The thrift art auction, started to “keep working” when he wasn’t making art in his studio, Blay said, “came out of boredom and a need to question gallery/museum culture.” 

Its longevity owes to a couple of factors, Blay said, namely a “growing group of enthusiastic followers” and a strong concept. The art, he said, “goes from a donated, valueless object to being arbitrarily valued at the donation center, only to return in front of an audience that reaffirms or collapses its value.”

Why the RYC is still around? Another strong concept. Along with a possible — possible — Christmas album, the sextet of rappers Heffminster de la Roca, Generic MC, and MCDJDDS with bassist LeeZurly, multi-instrumentalist Mars Trillion, and drummer The Rear Admiral is also considering dropping a live album. Generic believes that “nothing” on either of the RYC’s two studio efforts — the LPs Rivercrest Yacht Club or AquaNaughty — really represents what the RYC is all about: “our live sound,” he said, “which is way cooler than our recorded product.”

Time is a problem, though. “We’re all just busy with work, kids, other bands, and hard drinking,” he said. “It’s tough to get together.”
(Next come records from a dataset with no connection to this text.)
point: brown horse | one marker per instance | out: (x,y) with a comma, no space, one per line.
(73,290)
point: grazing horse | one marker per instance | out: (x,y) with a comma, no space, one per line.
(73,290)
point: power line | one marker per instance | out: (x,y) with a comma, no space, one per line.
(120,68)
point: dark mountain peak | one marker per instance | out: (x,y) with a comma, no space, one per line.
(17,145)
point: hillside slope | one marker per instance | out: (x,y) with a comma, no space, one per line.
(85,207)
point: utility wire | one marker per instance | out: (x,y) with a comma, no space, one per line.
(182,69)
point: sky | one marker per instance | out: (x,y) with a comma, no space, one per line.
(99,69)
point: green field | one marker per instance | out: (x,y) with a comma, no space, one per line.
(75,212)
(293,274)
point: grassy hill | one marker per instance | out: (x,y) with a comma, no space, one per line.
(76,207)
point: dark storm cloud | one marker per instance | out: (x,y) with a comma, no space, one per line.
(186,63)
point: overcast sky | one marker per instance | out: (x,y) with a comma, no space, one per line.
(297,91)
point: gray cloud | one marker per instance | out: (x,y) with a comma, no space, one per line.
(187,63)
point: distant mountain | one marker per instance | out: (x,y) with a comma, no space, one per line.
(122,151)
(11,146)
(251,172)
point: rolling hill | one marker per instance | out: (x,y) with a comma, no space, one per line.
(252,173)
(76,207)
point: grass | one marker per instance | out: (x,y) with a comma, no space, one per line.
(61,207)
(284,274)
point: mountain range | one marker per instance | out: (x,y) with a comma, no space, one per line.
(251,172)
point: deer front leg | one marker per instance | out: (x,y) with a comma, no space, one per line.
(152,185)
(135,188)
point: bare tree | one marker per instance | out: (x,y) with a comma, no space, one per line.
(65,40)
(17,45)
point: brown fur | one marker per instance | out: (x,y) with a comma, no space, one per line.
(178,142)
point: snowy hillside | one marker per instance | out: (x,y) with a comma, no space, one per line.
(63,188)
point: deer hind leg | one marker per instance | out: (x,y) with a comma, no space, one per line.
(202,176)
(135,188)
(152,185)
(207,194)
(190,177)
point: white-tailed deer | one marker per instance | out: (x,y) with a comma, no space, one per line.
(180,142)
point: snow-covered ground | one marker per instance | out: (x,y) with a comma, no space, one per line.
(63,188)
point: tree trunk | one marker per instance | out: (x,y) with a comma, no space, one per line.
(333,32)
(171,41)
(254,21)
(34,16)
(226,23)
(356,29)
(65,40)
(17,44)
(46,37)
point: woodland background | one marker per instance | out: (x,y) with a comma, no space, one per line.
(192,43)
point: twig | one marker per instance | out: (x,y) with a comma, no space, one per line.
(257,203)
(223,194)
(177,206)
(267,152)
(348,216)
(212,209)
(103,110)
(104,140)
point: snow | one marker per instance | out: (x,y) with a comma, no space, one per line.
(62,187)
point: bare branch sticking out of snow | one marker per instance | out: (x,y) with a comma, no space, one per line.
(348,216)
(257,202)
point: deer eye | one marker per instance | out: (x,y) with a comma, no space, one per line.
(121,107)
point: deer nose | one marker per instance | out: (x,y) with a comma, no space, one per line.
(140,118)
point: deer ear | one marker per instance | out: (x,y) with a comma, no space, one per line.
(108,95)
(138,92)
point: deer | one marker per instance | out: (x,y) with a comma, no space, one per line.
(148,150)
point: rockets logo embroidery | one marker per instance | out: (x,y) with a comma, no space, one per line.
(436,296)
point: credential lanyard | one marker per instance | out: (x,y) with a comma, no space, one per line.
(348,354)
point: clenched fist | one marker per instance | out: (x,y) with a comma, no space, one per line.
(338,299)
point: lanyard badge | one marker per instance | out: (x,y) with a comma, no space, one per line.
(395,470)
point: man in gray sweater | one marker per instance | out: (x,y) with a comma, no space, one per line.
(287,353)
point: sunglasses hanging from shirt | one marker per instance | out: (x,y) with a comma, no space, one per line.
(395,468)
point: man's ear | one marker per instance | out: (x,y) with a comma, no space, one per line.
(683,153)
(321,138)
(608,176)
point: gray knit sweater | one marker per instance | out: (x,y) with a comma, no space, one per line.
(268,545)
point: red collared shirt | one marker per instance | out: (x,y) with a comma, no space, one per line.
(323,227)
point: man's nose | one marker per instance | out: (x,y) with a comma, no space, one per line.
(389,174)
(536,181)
The band’s last show was in September. Its next after Chrisbee’s is Saturday, Apr 22, opening for funky punks Sally Majestic at Lola’s Saloon.

Admission to Chrisbee’s is free, but proceeds from the cash bar will benefit the Modern Contemporaries, a program by the Modern Art Museum of Fort Worth geared toward the under-40 crowd. (Contemporaries receive one complimentary drink ticket courtesy of The Usual.) Along with craft cocktails, beer, and wine, Chrisbee’s will have several food trucks (Alchemy Pops, Crazy Burger, Gepetto’s Pizza Truck, Luckybee Kitchen, and Sugar Biscuit). Seating is limited. Reservations are strongly encouraged. Please call 817-840-2115.

Like several previous Chrisbee’s, this one also has a “legit artist” component “in part to further that original impulse of institutional critique.” In one sense, Blay said, his collaboration with the Modern is his “jiu-jitsu to get art from thrift stores somewhat sanctioned by a museum, and on the other hand, it’s a way of engaging art patrons in a critique of the very highbrow patron-level society that they are a part of.”

The change, from thrift art auction to Chrisbees, was occasioned four years ago by a collaboration with Malcolm Warner, former director of the Kimbell Art Museum. “It was then,” Blay said, “when I decided to work with other artists who would make art, do video collaborations, or, in one case, make velvet paintings in the style of their own works. … After over a decade, I felt that the auction had fulfilled its purpose, which was to question the random value of art and to scrutinize art in a space other than a museum or gallery.”

Inspired by Blay’s alter-ego, Frank Artsmarter, an institutional critique of an institutional critique – Frank/Blay once “stood for art” by filming himself standing in front of the Modern for six hours – Chrisbee’s will continue with “disruptive actions and collabs here and there,” Blay said.